South Korea’s political conflict is not expected to impact refiners’ ability to fulfil spot and term oil product supply agreements with customers in Asia and Oceania, according to refining industry sources on Wednesday.
However, the sources stated that the potential strikes by trade unions could lead to slight delays in the domestic retail fuel supply network.
President Yoon Suk Yeol declared martial law on the night of December 3, sparking intense political tensions. However, this conflict is purely political and does not affect the economy.
Local politics have no impact on refinery operations in South Korea, as the country’s major refiners are privately owned, feedstock managers and middle distillate marketers at three South Korean refiners confirmed this.

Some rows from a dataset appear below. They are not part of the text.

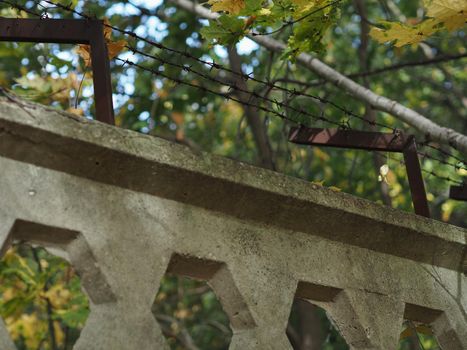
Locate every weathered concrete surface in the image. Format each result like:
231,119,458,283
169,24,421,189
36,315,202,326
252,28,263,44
0,100,467,350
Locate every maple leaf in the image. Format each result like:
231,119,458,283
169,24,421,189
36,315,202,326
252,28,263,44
208,0,245,15
424,0,467,31
370,19,439,47
76,18,127,67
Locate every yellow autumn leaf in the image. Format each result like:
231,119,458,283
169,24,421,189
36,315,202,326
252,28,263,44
66,107,84,117
76,18,127,67
424,0,467,31
208,0,245,15
370,19,439,47
107,40,127,60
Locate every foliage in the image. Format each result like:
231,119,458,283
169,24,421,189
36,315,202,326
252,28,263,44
0,245,89,350
0,0,467,350
201,0,340,56
370,0,467,47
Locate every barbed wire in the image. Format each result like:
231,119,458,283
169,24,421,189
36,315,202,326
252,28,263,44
38,0,467,169
0,0,467,184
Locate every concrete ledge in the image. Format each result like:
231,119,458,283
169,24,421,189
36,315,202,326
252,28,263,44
0,99,467,272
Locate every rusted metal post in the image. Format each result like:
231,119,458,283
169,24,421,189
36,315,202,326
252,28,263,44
0,18,114,125
289,126,430,217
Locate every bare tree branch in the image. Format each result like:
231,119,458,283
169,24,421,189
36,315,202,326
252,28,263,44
170,0,467,154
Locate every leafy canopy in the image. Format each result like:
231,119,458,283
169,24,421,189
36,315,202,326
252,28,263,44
370,0,467,47
201,0,341,56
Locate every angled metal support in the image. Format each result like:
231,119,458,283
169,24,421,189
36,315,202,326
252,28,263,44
449,183,467,202
289,126,430,217
0,18,114,125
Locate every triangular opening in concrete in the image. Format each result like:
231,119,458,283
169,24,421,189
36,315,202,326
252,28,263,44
0,243,89,350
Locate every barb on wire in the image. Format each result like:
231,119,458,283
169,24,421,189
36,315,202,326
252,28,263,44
0,0,42,18
115,57,308,128
417,151,467,170
127,46,350,127
43,0,396,132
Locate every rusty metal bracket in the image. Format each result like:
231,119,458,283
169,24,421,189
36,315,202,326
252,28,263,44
0,18,114,125
449,183,467,202
289,126,430,217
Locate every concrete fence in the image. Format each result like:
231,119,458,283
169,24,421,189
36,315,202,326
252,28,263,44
0,99,467,350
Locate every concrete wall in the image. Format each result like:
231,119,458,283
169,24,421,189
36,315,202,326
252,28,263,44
0,100,467,350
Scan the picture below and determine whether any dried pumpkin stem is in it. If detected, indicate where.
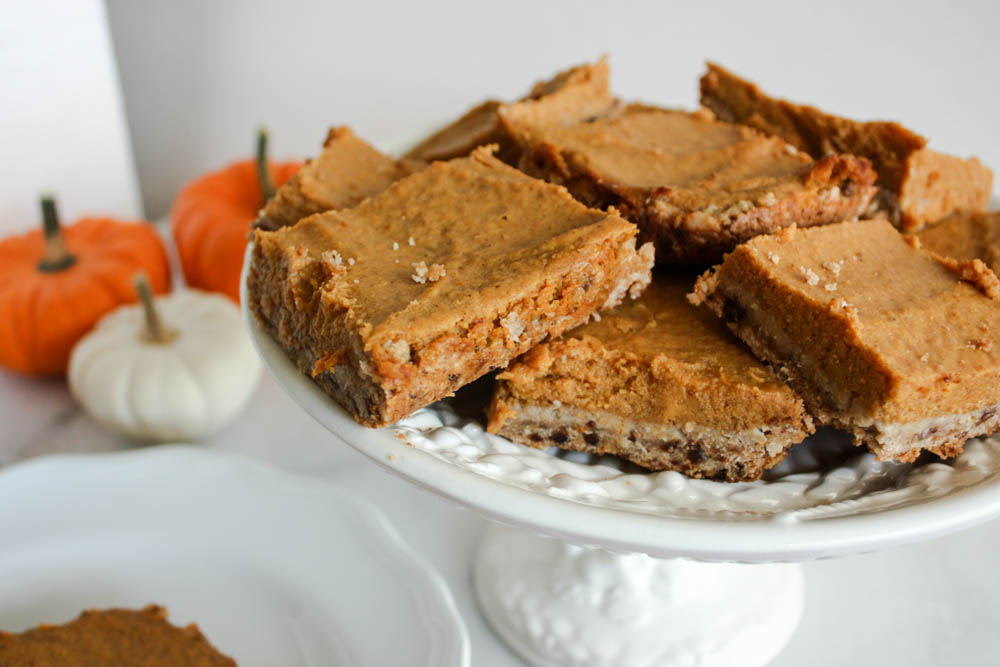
[132,271,178,345]
[38,195,76,273]
[257,127,274,203]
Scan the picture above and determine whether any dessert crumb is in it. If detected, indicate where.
[412,260,428,285]
[968,338,993,352]
[799,266,819,285]
[500,311,524,343]
[777,224,799,243]
[427,264,446,283]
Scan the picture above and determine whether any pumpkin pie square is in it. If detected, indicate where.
[701,63,993,230]
[500,105,875,265]
[488,271,813,482]
[248,147,653,427]
[691,219,1000,461]
[406,58,617,164]
[254,127,423,230]
[917,211,1000,274]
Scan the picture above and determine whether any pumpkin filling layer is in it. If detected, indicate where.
[701,64,993,229]
[254,127,423,230]
[489,273,812,481]
[248,149,653,426]
[692,220,1000,461]
[501,105,875,265]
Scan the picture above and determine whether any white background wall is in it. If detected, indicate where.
[0,0,142,236]
[108,0,1000,216]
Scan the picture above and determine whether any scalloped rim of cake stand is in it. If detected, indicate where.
[240,236,1000,563]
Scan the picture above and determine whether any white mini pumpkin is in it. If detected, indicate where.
[69,277,261,442]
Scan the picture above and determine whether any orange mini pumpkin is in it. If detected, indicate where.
[0,198,170,375]
[170,130,302,303]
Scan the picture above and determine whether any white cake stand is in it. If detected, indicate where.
[242,250,1000,667]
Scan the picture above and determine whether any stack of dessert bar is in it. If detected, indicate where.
[248,60,1000,481]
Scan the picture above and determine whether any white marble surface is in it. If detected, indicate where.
[0,371,1000,667]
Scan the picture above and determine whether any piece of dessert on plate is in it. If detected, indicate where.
[701,63,993,230]
[0,605,236,667]
[406,58,617,164]
[917,211,1000,274]
[691,219,1000,461]
[488,271,813,482]
[254,127,423,230]
[247,147,653,427]
[499,105,876,265]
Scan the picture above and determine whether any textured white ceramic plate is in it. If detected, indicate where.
[0,446,469,667]
[242,213,1000,562]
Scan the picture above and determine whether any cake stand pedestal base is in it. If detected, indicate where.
[474,524,805,667]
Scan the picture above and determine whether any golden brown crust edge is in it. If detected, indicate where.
[488,381,812,482]
[699,63,993,230]
[519,141,877,266]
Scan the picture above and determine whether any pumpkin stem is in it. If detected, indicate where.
[132,271,179,345]
[257,127,274,203]
[38,195,76,273]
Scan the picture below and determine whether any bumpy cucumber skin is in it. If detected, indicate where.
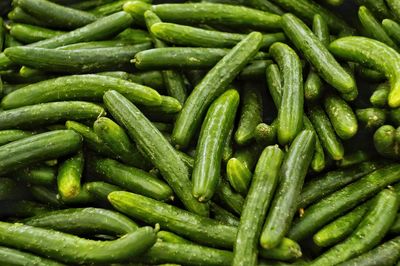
[0,222,157,264]
[0,130,82,174]
[192,90,239,202]
[0,101,105,129]
[260,130,315,249]
[172,32,262,147]
[288,164,400,241]
[269,43,304,145]
[329,36,400,108]
[104,91,208,216]
[232,146,283,266]
[310,189,400,266]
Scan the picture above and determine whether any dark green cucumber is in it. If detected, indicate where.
[298,162,384,208]
[329,36,400,108]
[4,43,150,73]
[0,101,105,129]
[260,130,315,249]
[324,93,358,140]
[1,74,162,109]
[232,146,283,265]
[152,3,281,31]
[308,105,344,160]
[133,47,267,70]
[93,117,149,169]
[89,158,173,200]
[0,247,64,266]
[10,23,65,43]
[235,83,263,145]
[356,107,387,129]
[269,43,304,145]
[282,14,355,93]
[23,208,138,236]
[310,189,400,266]
[288,164,400,241]
[192,89,239,202]
[0,130,82,174]
[57,151,84,202]
[104,91,208,216]
[172,32,262,147]
[358,6,399,50]
[0,222,157,264]
[14,0,97,29]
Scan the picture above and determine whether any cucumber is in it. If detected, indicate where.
[0,247,64,266]
[172,32,262,147]
[0,101,105,129]
[4,43,150,73]
[152,3,281,31]
[329,36,400,108]
[282,14,355,93]
[298,162,384,208]
[0,130,82,174]
[89,158,172,200]
[23,208,138,236]
[0,222,157,264]
[14,0,97,29]
[10,23,65,44]
[358,6,399,50]
[1,74,162,109]
[324,93,358,140]
[57,151,85,202]
[308,105,344,161]
[235,83,263,145]
[192,89,239,202]
[310,189,399,265]
[104,91,208,216]
[93,117,149,169]
[288,164,400,241]
[260,130,315,249]
[232,146,283,265]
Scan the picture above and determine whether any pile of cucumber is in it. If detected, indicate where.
[0,0,400,266]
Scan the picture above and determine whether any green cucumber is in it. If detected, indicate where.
[14,0,97,29]
[23,208,138,236]
[57,151,84,202]
[192,89,239,202]
[260,130,315,249]
[308,105,344,160]
[1,74,162,109]
[0,130,82,174]
[0,101,105,129]
[0,247,64,266]
[288,164,400,241]
[324,93,358,140]
[235,83,263,145]
[104,91,208,216]
[310,189,400,266]
[232,146,283,265]
[172,32,262,147]
[0,222,157,264]
[152,3,281,31]
[329,36,400,108]
[298,162,384,208]
[89,158,172,200]
[269,43,304,145]
[93,117,149,169]
[10,23,65,43]
[282,14,355,93]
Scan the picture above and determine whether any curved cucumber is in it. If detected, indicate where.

Yoon declared martial law at 11 pm local time on Dec. 3, but it was short-lived. 190 out of 300 members of parliament gathered at the National Assembly and voted to reject military rule.
The martial law only lasted a few hours as lawmakers unanimously rejected the decree, with opposition members vowing to proceed with the president’s impeachment.
Domestic political tensions may impact local markets briefly, but they do not affect South Korea’s refining industry. Buyers of South Korea’s fuel can rest assured that their supplies are secure, according to clean product sales executives and marketing managers at two South Korean refiners.
South Korea, Asia’s largest net exporter of clean oil products, sold 346.05 million barrels of gasoline, gasoil, and jet fuel combined in the first 10 months of 2024, marking a 7.8 per cent increase from the previous year.
The country is the third largest crude importer in Asia, with a refining capacity of approximately 3.4 million b/d. The country’s four major refiners, SK Energy, GS Caltex, S-Oil, and Hyundai Oilbank, export about 40 per cent of the oil products they produce.